By: Diana Barnes-Brown for Veins1A new type of stent has come through its first clinical trial with favorable results, causing a great deal of excitement in the medical community.
A stent is a small tube made out of metal mesh, used to keep arteries open and allow blood to continue circulating to tissue that needs it. The stents currently in general use are permanent medical apparatuses, surgically placed in clogged or collapsed arteries, where they stay unless removed by a second surgery. The new stent is unique because it is made out of “bioabsorbable” material, that is, the body can absorb it completely, preventing complications associated with leaving a foreign object in the body for a long period of time.
The new stent, invented by Belgian doctors and scientists at A.Z. Sint-Blasius Hospital in Dendermonde “is 90 percent magnesium, which you find in normal blood and normal tissue,” noted the hospital’s head of vascular surgery, Dr. Marc Boisiers.
After eight years of testing in animals and an initial human trial of 20 patients, the inventors have shown that the magnesium-based stents begin being absorbed after about 10 days, and are completely absorbed after no more than 60.
The stents appear to be more effective, as well, with arteries staying open for roughly six months longer in patients who received the new type of stent than in those who received older, permanent types.
This is because permanent stents can cause irritation and inflammation in the long term, which in turn leads to new tissue growth that can block the artery all over again. The absorbable stent is advantageous because it does not stay in the body for long enough to cause chronic inflammation, and are only needed for 10 to 14 days to prevent arteries from closing.

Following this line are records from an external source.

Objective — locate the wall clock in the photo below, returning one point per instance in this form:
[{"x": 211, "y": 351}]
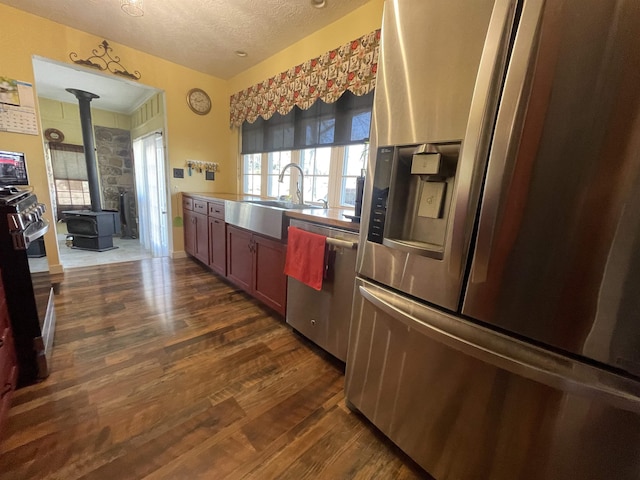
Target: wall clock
[
  {"x": 198, "y": 101},
  {"x": 54, "y": 135}
]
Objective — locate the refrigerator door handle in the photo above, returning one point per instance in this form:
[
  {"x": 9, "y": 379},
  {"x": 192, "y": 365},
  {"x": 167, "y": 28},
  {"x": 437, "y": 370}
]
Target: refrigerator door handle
[
  {"x": 507, "y": 353},
  {"x": 506, "y": 135},
  {"x": 479, "y": 127}
]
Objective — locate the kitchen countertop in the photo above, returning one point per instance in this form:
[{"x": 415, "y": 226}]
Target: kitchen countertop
[{"x": 333, "y": 217}]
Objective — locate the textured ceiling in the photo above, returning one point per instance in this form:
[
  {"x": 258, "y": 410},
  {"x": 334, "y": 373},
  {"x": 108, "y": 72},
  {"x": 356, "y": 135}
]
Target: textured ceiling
[{"x": 199, "y": 34}]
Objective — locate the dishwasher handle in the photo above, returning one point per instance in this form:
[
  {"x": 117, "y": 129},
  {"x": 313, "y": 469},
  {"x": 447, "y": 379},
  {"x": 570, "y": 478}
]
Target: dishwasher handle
[{"x": 336, "y": 242}]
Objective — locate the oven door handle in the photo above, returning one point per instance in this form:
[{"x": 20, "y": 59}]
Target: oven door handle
[
  {"x": 508, "y": 354},
  {"x": 22, "y": 240}
]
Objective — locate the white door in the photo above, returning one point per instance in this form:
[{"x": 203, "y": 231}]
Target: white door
[{"x": 151, "y": 194}]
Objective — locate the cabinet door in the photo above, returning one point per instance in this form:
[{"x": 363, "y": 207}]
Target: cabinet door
[
  {"x": 270, "y": 282},
  {"x": 202, "y": 238},
  {"x": 189, "y": 232},
  {"x": 239, "y": 258},
  {"x": 217, "y": 245}
]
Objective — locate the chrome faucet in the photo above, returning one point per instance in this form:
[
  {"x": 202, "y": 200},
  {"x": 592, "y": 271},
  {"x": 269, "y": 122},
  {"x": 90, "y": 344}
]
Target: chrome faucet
[{"x": 301, "y": 187}]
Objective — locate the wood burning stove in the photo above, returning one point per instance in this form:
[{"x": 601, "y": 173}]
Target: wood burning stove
[{"x": 91, "y": 229}]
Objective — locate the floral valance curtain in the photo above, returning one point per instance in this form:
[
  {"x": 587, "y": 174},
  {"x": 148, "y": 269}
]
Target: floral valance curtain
[{"x": 352, "y": 67}]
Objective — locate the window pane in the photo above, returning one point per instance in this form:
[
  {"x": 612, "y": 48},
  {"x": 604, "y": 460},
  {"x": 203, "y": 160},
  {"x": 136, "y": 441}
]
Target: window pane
[
  {"x": 252, "y": 184},
  {"x": 348, "y": 193},
  {"x": 62, "y": 185},
  {"x": 360, "y": 126},
  {"x": 318, "y": 189},
  {"x": 252, "y": 164},
  {"x": 75, "y": 185},
  {"x": 355, "y": 159},
  {"x": 277, "y": 160},
  {"x": 64, "y": 198},
  {"x": 323, "y": 161}
]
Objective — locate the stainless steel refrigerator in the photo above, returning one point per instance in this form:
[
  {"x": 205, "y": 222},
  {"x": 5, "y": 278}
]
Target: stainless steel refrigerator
[{"x": 495, "y": 331}]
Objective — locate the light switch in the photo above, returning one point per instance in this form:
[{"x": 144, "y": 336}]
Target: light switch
[{"x": 431, "y": 199}]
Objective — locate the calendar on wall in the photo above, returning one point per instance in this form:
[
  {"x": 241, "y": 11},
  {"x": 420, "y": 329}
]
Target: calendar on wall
[{"x": 17, "y": 107}]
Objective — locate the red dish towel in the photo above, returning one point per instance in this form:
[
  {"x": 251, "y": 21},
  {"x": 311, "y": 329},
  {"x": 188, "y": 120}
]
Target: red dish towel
[{"x": 305, "y": 257}]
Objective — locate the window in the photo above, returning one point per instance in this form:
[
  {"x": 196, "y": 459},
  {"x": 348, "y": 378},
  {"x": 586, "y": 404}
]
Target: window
[
  {"x": 252, "y": 178},
  {"x": 328, "y": 141},
  {"x": 355, "y": 160},
  {"x": 329, "y": 173},
  {"x": 275, "y": 163},
  {"x": 316, "y": 165},
  {"x": 74, "y": 193}
]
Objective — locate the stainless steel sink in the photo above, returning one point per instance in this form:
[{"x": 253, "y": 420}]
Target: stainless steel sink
[
  {"x": 283, "y": 204},
  {"x": 266, "y": 217}
]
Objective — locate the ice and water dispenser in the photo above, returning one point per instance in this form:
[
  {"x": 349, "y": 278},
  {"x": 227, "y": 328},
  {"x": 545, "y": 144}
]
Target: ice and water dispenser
[{"x": 412, "y": 194}]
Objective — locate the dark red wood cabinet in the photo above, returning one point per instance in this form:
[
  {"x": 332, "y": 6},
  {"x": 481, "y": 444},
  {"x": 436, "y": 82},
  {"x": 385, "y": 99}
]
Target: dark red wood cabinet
[
  {"x": 253, "y": 262},
  {"x": 196, "y": 229},
  {"x": 8, "y": 361},
  {"x": 217, "y": 238},
  {"x": 256, "y": 264}
]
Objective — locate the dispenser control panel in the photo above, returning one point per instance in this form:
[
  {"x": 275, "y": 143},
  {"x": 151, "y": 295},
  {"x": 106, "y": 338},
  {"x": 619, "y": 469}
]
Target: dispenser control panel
[{"x": 381, "y": 182}]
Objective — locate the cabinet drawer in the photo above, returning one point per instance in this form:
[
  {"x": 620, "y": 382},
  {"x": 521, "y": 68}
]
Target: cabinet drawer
[
  {"x": 199, "y": 206},
  {"x": 7, "y": 358},
  {"x": 216, "y": 210}
]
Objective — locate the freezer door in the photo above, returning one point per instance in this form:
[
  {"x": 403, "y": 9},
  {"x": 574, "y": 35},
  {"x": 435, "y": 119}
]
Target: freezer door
[
  {"x": 437, "y": 88},
  {"x": 557, "y": 256},
  {"x": 467, "y": 403}
]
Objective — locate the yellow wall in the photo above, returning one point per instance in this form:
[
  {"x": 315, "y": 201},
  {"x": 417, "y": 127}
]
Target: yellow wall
[
  {"x": 149, "y": 117},
  {"x": 66, "y": 118},
  {"x": 359, "y": 22},
  {"x": 188, "y": 136}
]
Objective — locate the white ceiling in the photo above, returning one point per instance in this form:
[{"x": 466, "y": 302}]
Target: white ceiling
[
  {"x": 116, "y": 94},
  {"x": 199, "y": 34}
]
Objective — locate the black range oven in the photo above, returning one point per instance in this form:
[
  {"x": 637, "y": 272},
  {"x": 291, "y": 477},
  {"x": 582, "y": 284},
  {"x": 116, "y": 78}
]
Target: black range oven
[{"x": 29, "y": 296}]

Some critics of the new technology voiced concerns that the stents’ dissolution would lead to toxicity within the body, but Boisiers noted that after extensive testing for blood toxins, nothing abnormal showed up.

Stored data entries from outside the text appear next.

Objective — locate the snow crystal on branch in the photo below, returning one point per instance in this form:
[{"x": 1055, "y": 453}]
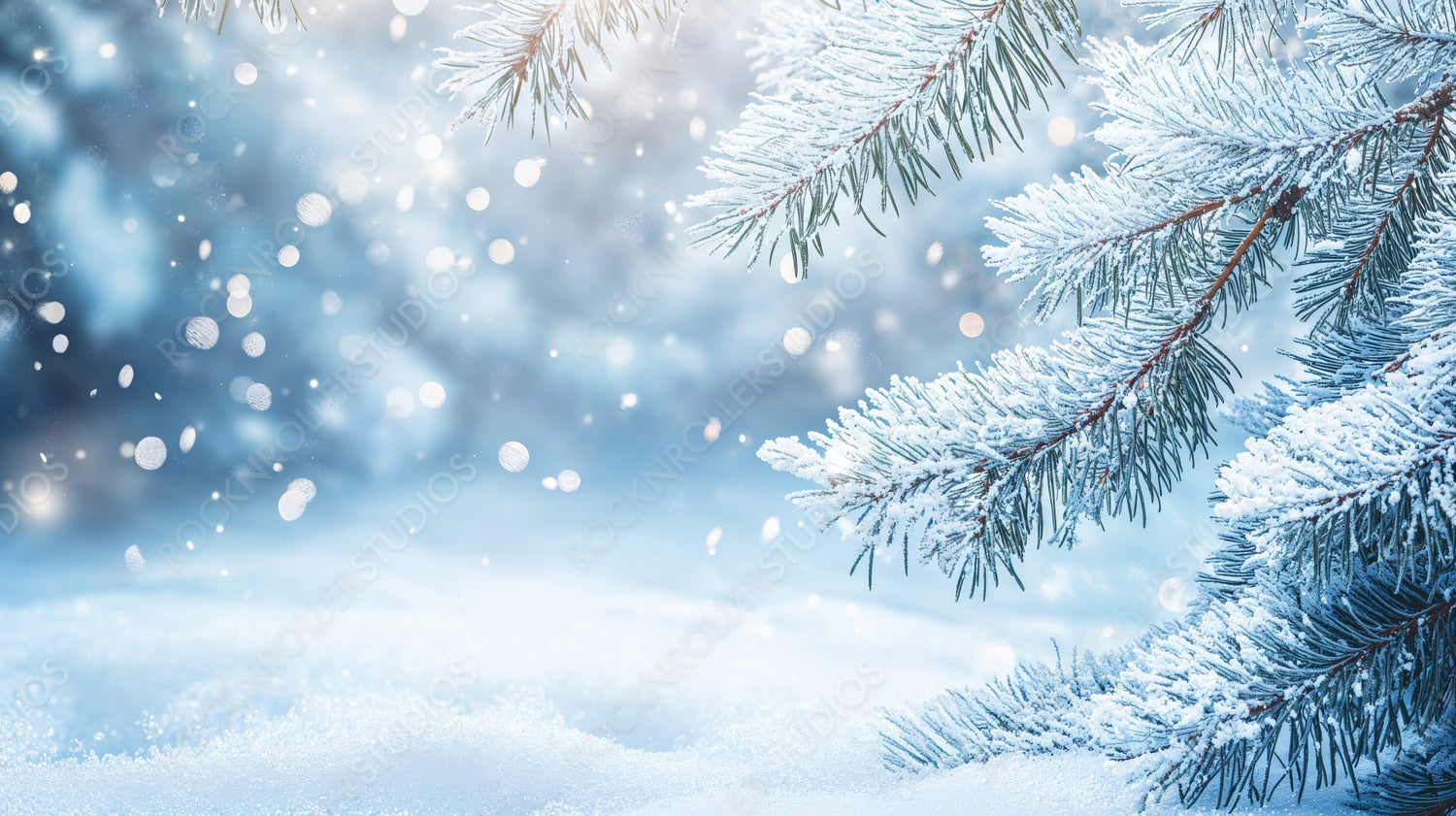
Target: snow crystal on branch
[
  {"x": 896, "y": 83},
  {"x": 980, "y": 464},
  {"x": 1371, "y": 475},
  {"x": 533, "y": 47}
]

The stents are currently undergoing further testing in Belgium, and will soon be tested in two large clinical trails, one testing efficacy and safety in blocked arteries below the knee, and the other testing the same for blocked coronary (heart) arteries.

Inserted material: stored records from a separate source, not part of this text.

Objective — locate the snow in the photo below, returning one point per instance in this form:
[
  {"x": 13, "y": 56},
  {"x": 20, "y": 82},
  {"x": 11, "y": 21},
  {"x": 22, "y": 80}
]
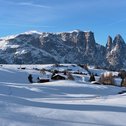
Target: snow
[{"x": 57, "y": 103}]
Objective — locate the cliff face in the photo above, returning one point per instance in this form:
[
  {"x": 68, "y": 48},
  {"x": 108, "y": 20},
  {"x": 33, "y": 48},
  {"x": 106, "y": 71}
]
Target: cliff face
[{"x": 66, "y": 47}]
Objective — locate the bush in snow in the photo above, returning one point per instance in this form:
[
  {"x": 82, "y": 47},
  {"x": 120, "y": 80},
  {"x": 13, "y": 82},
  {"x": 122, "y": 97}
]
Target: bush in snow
[{"x": 92, "y": 78}]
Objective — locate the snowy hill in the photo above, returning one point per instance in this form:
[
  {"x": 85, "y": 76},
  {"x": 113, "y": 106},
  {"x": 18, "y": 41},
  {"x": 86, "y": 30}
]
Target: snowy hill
[
  {"x": 67, "y": 47},
  {"x": 57, "y": 103}
]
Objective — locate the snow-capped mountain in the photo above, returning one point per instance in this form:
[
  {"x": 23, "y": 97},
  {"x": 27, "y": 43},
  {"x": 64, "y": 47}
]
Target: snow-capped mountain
[{"x": 67, "y": 47}]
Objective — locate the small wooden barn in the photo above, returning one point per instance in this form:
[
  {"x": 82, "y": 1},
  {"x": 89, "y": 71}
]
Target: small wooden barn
[{"x": 107, "y": 78}]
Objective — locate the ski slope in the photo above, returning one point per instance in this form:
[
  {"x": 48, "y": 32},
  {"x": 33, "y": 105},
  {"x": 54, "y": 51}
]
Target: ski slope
[{"x": 57, "y": 103}]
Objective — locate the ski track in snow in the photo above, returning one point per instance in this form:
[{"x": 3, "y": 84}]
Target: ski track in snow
[{"x": 58, "y": 103}]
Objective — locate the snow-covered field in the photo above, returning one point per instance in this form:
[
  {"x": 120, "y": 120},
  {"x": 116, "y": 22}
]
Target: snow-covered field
[{"x": 57, "y": 103}]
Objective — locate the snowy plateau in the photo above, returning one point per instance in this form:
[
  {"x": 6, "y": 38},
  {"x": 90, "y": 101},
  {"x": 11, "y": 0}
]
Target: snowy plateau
[{"x": 58, "y": 103}]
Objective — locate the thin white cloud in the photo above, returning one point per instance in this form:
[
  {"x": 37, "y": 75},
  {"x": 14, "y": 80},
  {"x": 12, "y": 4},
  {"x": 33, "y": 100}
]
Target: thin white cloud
[
  {"x": 21, "y": 25},
  {"x": 117, "y": 22},
  {"x": 33, "y": 5}
]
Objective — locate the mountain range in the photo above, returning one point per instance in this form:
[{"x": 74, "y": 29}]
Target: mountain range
[{"x": 66, "y": 47}]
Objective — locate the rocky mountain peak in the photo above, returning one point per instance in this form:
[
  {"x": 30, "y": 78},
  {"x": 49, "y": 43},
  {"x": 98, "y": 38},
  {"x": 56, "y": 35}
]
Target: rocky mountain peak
[
  {"x": 109, "y": 43},
  {"x": 67, "y": 47},
  {"x": 118, "y": 41}
]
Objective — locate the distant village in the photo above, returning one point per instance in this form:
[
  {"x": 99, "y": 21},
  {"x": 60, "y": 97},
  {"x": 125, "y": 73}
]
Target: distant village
[{"x": 79, "y": 73}]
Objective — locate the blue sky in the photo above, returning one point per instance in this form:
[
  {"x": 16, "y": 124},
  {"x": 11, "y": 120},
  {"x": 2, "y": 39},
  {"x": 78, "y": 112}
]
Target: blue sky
[{"x": 103, "y": 17}]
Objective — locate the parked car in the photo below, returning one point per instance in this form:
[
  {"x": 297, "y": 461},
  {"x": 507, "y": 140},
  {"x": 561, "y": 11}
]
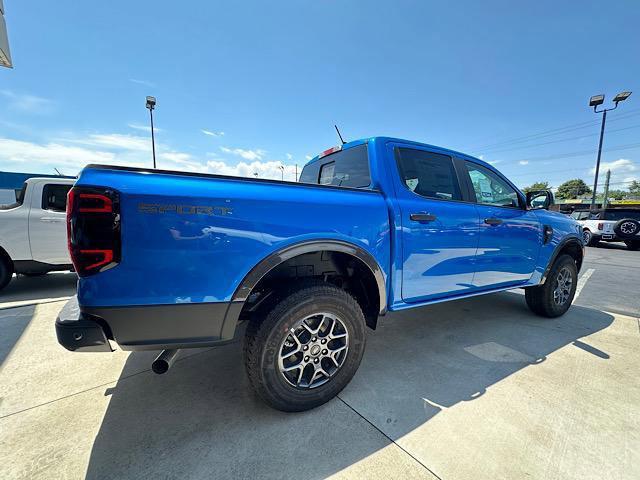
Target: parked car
[
  {"x": 33, "y": 233},
  {"x": 171, "y": 260},
  {"x": 610, "y": 225}
]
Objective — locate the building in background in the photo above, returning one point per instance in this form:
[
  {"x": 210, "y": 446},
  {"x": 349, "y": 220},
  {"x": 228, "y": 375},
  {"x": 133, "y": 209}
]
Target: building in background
[{"x": 5, "y": 55}]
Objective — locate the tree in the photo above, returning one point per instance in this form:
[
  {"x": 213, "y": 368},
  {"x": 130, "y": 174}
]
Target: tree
[
  {"x": 536, "y": 186},
  {"x": 572, "y": 189},
  {"x": 617, "y": 194}
]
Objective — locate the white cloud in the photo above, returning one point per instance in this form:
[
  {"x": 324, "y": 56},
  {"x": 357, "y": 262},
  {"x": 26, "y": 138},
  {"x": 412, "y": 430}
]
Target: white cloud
[
  {"x": 270, "y": 169},
  {"x": 212, "y": 134},
  {"x": 26, "y": 103},
  {"x": 71, "y": 155},
  {"x": 246, "y": 154},
  {"x": 116, "y": 141},
  {"x": 620, "y": 165},
  {"x": 142, "y": 82}
]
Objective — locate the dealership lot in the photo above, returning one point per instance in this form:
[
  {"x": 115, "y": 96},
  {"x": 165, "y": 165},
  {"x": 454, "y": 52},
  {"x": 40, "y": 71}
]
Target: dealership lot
[{"x": 477, "y": 388}]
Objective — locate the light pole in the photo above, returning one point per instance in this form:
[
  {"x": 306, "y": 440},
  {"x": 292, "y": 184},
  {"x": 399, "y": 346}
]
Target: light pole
[
  {"x": 594, "y": 102},
  {"x": 151, "y": 104}
]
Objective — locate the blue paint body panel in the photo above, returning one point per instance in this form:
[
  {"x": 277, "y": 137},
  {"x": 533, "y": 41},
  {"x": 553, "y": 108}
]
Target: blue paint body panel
[{"x": 178, "y": 256}]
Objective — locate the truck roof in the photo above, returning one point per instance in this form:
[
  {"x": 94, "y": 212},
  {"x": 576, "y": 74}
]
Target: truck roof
[{"x": 383, "y": 139}]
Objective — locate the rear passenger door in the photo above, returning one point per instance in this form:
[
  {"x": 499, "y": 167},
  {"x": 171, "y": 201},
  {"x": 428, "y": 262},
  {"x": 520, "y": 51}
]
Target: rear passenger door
[
  {"x": 439, "y": 228},
  {"x": 47, "y": 227},
  {"x": 510, "y": 235}
]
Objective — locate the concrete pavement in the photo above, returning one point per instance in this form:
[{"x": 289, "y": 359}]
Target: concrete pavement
[{"x": 477, "y": 388}]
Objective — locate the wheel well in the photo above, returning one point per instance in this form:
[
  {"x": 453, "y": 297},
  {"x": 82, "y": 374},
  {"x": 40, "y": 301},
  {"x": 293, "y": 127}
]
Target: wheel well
[
  {"x": 338, "y": 268},
  {"x": 574, "y": 250}
]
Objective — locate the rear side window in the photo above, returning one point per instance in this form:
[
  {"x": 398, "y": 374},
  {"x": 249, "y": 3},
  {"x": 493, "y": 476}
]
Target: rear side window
[
  {"x": 346, "y": 168},
  {"x": 428, "y": 174},
  {"x": 54, "y": 197}
]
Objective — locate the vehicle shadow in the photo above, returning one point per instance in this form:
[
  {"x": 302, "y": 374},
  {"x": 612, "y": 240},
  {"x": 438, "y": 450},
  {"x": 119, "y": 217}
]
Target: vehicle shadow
[
  {"x": 201, "y": 421},
  {"x": 13, "y": 323},
  {"x": 25, "y": 290}
]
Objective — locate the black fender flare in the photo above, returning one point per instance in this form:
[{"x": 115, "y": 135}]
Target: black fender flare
[
  {"x": 564, "y": 243},
  {"x": 267, "y": 264}
]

If this testing goes well, the field experts hope that the next step will be to introduce a drug-treated bioabsorbable stent. Current non-absorbable stents are treated with anti-clotting medication to reduce the chance that arteries will re-clog after treatment.
Boisiers noted in interviews with multiple health news sources that an ideal scenario would have the research team making the stents available for commercial marketing in Europe by the beginning of next year, and that United States-based studies are expected to start towards the end of 2005, with hopes of going commercial in the States in 2007.